Do you see the face in the crumbling top of El Caracol? Straight above the opening in the rotunda, the eyes, nose and mouth look northwest. The protruding rock on the left side may be another “bignosed” face in profile.
On the east side of Chichén Itzá, the Market faces north on a platform accessed by 11 steps. A closer look at the wall construction feels reminiscent of the work of the Incas at Machu Picchu. It’s interesting to think about some of the world’s well-known historic sites and when (generally) they were constructed in relation to one another:
Stonehenge: 3000 B.C.
Pyramid of Djoser, Egypt: 2650 B.C.
Knossos, Greece: 1950 B.C.
Ephesus, Turkey: 10th century B.C.
Acropolis, Greece: 10th century B.C.
Petra, Jordan: 400 B.C.
The Great Wall, China: 221 B.C.
Roman Colosseum, Italy: 1st century
Chichén Itzá, Mexico: 7th century
Borobudur, Indonesia: 8th century
Angkor Wat, Cambodia: 12th century
Lalibela, Ethiopia: 12th century
Machu Picchu, Peru: 15th century
Taj Mahal, India: 17th century
Next to the market, the Group of the Thousand Columns takes some time to explore. The rows and rows of columns would have held up a roof of some kind, and connected to the Temple of the Warriors at the west end. Even here, faces peer out from the platform’s high wall and corners.

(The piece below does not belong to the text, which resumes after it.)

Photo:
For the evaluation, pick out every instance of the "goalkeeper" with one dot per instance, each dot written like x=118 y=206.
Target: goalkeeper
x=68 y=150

Lastly, here’s a closer look at the angular Mayan arch, formed by “boot” shaped stones that are weighted on the outside to form the inside surface of the arch. The Mayan arch is not a traditional arch with a keystone locked in the center. As you can see, the center stone was instead placed on top, bridging both sides.
Tomorrow, we’ll visit Chichén Itzá’s grand ball court.
Post of the Day: Adding a bit of light to the darkness as we get through the pandemic together. This series features travel photos from my archives, shared with you while staying close to home.